Studie: Immer mehr Kinder haben Rückenschmerzen

Übergewicht und Bewegungsmangel sorgen bei immer mehr Kindern in Deutschland für Folgeerkrankungen.

04.05.2011

Nach einer aktuellen DAK-Studie haben Rückenschmerzen und Haltungsschäden in den vergangenen zehn Jahren spürbar zugenommen. Das ergab eine bundesweite Forsa-Befragung von 100 Kinder- und Jugendärzten im Auftrag der Krankenkasse. Häufig beginnen die Gesundheitsprobleme schon nach der Grundschule.
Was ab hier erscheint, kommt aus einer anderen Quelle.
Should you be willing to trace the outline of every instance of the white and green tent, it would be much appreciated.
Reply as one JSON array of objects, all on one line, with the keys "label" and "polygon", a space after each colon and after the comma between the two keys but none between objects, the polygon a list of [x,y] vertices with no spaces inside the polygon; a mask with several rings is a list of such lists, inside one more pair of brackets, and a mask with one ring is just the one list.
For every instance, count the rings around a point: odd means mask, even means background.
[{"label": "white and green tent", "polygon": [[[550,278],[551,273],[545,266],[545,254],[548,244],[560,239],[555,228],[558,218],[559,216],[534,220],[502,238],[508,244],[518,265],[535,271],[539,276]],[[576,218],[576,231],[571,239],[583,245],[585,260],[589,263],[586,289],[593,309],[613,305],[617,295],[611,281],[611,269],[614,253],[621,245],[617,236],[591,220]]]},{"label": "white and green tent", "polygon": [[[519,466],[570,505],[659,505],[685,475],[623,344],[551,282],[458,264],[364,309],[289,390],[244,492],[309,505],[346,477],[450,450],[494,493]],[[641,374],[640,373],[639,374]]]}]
In der DAK-Untersuchung erklären 65 Prozent der Mediziner, dass die Anzahl der Jungen und Mädchen mit Rückenschmerzen stark (17 Prozent) bzw. etwas (48 Prozent) gestiegen ist. Besonders häufig betroffen sind Kinder zwischen elf und 14 Jahren mit 58 Prozent. Die gesundheitlichen Probleme durch Übergewicht treten meist schon früher im Alter zwischen sechs und acht Jahren auf. 95 Prozent der Kinderärzte stellen fest, dass dieses Problem zugenommen hat. Deutlich angestiegen sind auch die motorischen Defizite, die am häufigsten bei den 3- bis 5-Jährigen auftreten.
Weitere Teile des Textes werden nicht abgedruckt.